La ricerca sul tema rappresenta una sfida significativa che, negli ultimi anni, ha spostato il focus dal disturbo alla valorizzazione delle caratteristiche personali e delle diversità, favorendo un linguaggio inclusivo sempre più ragionato e adeguato ai cambiamenti culturali. L’obiettivo principale dei ricercatori di area psicologica e delle scienze sociali è stato quello di evidenziare il valore delle competenze personali, anche all’interno degli ambienti lavorativi, non solo per il benessere delle persone ma anche per il raggiungimento degli obiettivi e dei risultati organizzativi. Un esempio concreto di questa evoluzione culturale è il paradigma del diversity management da cui scaturisce la figura del diversity manager (DM). Quest’ultimo nasce come evoluzione dell’esperto nella gestione delle risorse umane. Il DM si occupa di aspetti legati non solo alla gestione delle diversità in azienda in termini logistici, di tutela e di assistenza alla persona, ma anche e soprattutto all’esperienza formativa e educante che coinvolge tutti coloro che operano in un contesto di lavoro. Il DM è fortemente e direttamente coinvolto dalla direzione a raggiungere obiettivi che riguardano la salute dell’organizzazione stessa, il benessere psicologico, ecc.

Il benessere psicologico, l’engagement al lavoro, ma anche la percezione del proprio rendimento, sono fattori che vengono fortemente condizionati da un buon equilibrio tra richieste lavorative (carico di lavoro, riduzione degli stereotipi, ecc.) e risorse personali (come il capitale psicologico) e lavorative (come un aggiornamento continuo e un ambiente di lavoro inclusivo, sfidante e sereno, in cui ognuno abbia la possibilità di esprimere il proprio talento). Benessere, engagement e percezione positiva della propria performance lavorativa possono portare a esiti positivi per l’organizzazione e a un incremento della produttività, poiché sono correlati alla soddisfazione di vita, alla percezione di giustizia organizzativa, a un rapporto leader-dipendente sereno e onesto, al supporto dei colleghi come elemento di aiuto per fronteggiare le difficoltà, ecc. In questo senso, anche la creazione di un ambiente di lavoro inclusivo rappresenta un elemento cruciale per favorire esiti positivi, specialmente per i lavoratori con disabilità, alla luce del modello JD-R (Job Demands-Resources).

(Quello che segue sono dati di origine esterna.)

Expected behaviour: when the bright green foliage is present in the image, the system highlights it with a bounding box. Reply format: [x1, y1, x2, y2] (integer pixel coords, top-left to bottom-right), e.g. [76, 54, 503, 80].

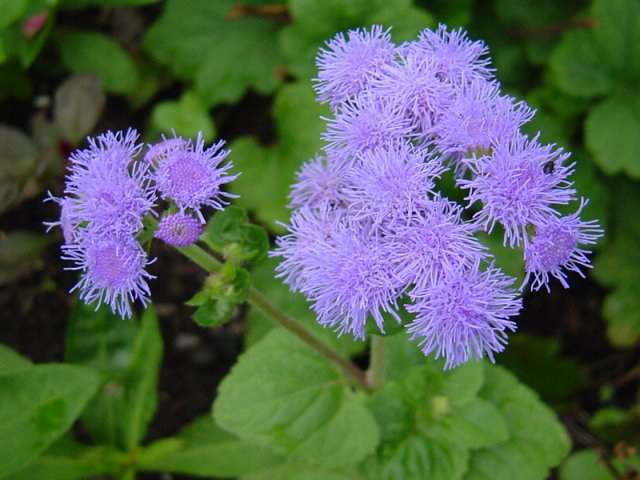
[365, 335, 569, 480]
[67, 302, 162, 449]
[201, 206, 269, 264]
[58, 31, 139, 93]
[0, 363, 99, 477]
[140, 415, 282, 477]
[499, 333, 589, 404]
[151, 91, 216, 142]
[213, 330, 378, 467]
[279, 0, 435, 78]
[145, 0, 283, 105]
[550, 0, 640, 178]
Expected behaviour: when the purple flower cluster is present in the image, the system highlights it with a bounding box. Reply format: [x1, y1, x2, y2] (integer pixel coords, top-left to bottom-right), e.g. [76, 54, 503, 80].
[47, 129, 235, 317]
[273, 26, 602, 368]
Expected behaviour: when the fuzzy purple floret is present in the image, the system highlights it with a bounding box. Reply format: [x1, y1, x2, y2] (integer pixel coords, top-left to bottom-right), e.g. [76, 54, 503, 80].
[153, 134, 237, 223]
[154, 212, 203, 247]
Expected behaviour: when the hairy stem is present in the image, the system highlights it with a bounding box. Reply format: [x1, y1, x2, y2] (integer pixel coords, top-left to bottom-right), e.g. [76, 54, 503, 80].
[178, 245, 371, 391]
[367, 335, 384, 389]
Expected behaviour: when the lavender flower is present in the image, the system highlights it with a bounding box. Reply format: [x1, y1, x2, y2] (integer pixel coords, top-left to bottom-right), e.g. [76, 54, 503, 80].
[407, 265, 522, 369]
[344, 143, 445, 224]
[432, 79, 534, 159]
[314, 25, 396, 108]
[154, 212, 203, 247]
[153, 134, 237, 223]
[289, 155, 348, 208]
[322, 94, 412, 163]
[387, 198, 488, 291]
[403, 24, 493, 85]
[458, 135, 575, 247]
[64, 129, 155, 235]
[62, 230, 155, 317]
[523, 199, 604, 291]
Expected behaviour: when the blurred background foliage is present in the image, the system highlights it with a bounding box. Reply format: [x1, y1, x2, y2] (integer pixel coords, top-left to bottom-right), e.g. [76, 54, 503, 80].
[0, 0, 640, 480]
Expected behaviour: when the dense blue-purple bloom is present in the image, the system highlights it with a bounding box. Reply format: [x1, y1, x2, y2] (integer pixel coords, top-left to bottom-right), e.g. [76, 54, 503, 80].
[272, 25, 602, 368]
[153, 134, 237, 223]
[154, 212, 203, 247]
[314, 25, 396, 107]
[62, 231, 155, 317]
[407, 265, 522, 368]
[523, 200, 604, 291]
[458, 135, 576, 247]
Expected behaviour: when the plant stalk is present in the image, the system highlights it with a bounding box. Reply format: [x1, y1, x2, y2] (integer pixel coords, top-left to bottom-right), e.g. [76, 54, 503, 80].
[178, 244, 371, 391]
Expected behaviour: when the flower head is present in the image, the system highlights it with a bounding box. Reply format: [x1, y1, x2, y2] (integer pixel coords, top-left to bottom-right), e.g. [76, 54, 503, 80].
[63, 231, 154, 317]
[314, 25, 396, 108]
[407, 265, 522, 368]
[458, 135, 575, 247]
[523, 199, 604, 291]
[154, 212, 202, 247]
[154, 134, 237, 223]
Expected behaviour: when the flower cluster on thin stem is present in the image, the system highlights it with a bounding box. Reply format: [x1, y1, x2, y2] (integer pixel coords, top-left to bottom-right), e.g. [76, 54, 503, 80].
[47, 129, 235, 317]
[272, 25, 602, 368]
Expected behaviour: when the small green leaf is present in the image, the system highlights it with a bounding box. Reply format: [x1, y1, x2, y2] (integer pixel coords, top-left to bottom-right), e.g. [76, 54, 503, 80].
[0, 364, 98, 476]
[139, 415, 282, 477]
[585, 95, 640, 178]
[144, 0, 282, 106]
[193, 298, 235, 328]
[0, 343, 32, 375]
[58, 31, 138, 93]
[213, 330, 378, 466]
[151, 91, 216, 141]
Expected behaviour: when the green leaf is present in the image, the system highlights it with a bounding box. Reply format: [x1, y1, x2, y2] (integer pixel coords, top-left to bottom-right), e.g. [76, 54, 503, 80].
[193, 298, 235, 328]
[58, 31, 139, 93]
[585, 95, 640, 178]
[202, 205, 269, 263]
[3, 434, 121, 480]
[464, 365, 570, 480]
[0, 364, 98, 476]
[151, 91, 216, 141]
[66, 302, 162, 449]
[0, 343, 32, 375]
[229, 83, 329, 232]
[139, 415, 282, 477]
[499, 333, 588, 403]
[120, 305, 162, 450]
[144, 0, 282, 106]
[213, 330, 378, 467]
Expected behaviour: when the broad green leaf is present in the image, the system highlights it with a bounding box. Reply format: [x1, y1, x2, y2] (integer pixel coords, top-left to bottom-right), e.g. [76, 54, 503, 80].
[139, 415, 282, 477]
[119, 305, 162, 450]
[58, 30, 139, 93]
[229, 83, 328, 232]
[0, 343, 32, 375]
[213, 330, 378, 466]
[499, 333, 588, 403]
[151, 91, 216, 141]
[464, 365, 570, 480]
[364, 430, 470, 480]
[0, 364, 98, 477]
[145, 0, 282, 106]
[585, 95, 640, 178]
[3, 434, 121, 480]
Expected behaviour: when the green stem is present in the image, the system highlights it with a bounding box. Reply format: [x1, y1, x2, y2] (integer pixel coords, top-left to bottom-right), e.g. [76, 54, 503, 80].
[178, 245, 371, 391]
[367, 335, 384, 389]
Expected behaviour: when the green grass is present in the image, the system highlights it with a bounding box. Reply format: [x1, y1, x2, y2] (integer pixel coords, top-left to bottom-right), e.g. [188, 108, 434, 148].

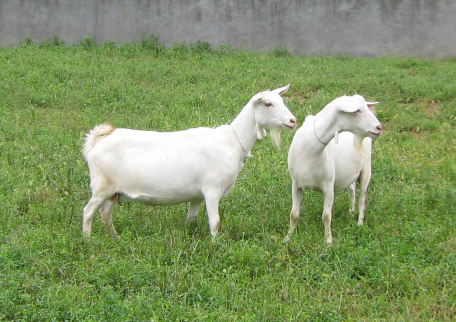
[0, 38, 456, 321]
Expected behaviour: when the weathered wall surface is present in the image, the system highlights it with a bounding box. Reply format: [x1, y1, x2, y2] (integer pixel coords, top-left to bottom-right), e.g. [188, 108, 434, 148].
[0, 0, 456, 58]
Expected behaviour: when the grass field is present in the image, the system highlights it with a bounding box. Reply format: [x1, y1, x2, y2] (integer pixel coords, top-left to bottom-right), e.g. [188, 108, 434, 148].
[0, 39, 456, 321]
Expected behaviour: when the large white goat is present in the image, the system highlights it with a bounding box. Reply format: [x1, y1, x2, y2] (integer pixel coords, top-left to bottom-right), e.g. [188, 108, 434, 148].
[82, 85, 296, 237]
[285, 95, 382, 244]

Questo modello evidenzia come il benessere organizzativo derivi dall’equilibrio tra richieste lavorative (job demands) e risorse (job resources) (Bakker & Demerouti 2007), dove le seconde fungono da strumento per mitigare lo stress e potenziare la motivazione. Nel caso dei lavoratori con diverse abilità, ad esempio, un ambiente di lavoro che valorizzi la diversità e offra risorse adeguate, come tecnologie assistive, formazione specifica per i colleghi e una leadership inclusiva, può ridurre le barriere percepite e rafforzare il capitale psicologico dei dipendenti. La disponibilità di risorse organizzative, come politiche di inclusione, mentoring e opportunità di sviluppo, può contribuire non solo al benessere individuale ma anche al miglioramento della performance lavorativa, della soddisfazione al lavoro e, in ultimo ma non meno importante, alla soddisfazione di vita. In questo contesto, la percezione di giustizia organizzativa e il supporto collettivo si rivelano fondamentali per aumentare l’engagement, migliorare la soddisfazione e promuovere una cultura che incoraggi ogni lavoratore a esprimere il proprio potenziale.

Partendo da queste premesse, la finalità di questo contributo, dunque, è quella di esplorare, in una prospettiva preliminare, il livello di conoscenza e le competenze acquisite e da sviluppare in tema di inclusione e valorizzazione delle diversità — nello specifico, valorizzazione dei lavoratori con DSA —, tenendo presenti gli elementi che possono favorire lo sviluppo di buone pratiche da adottare per promuovere benessere nei luoghi di lavoro.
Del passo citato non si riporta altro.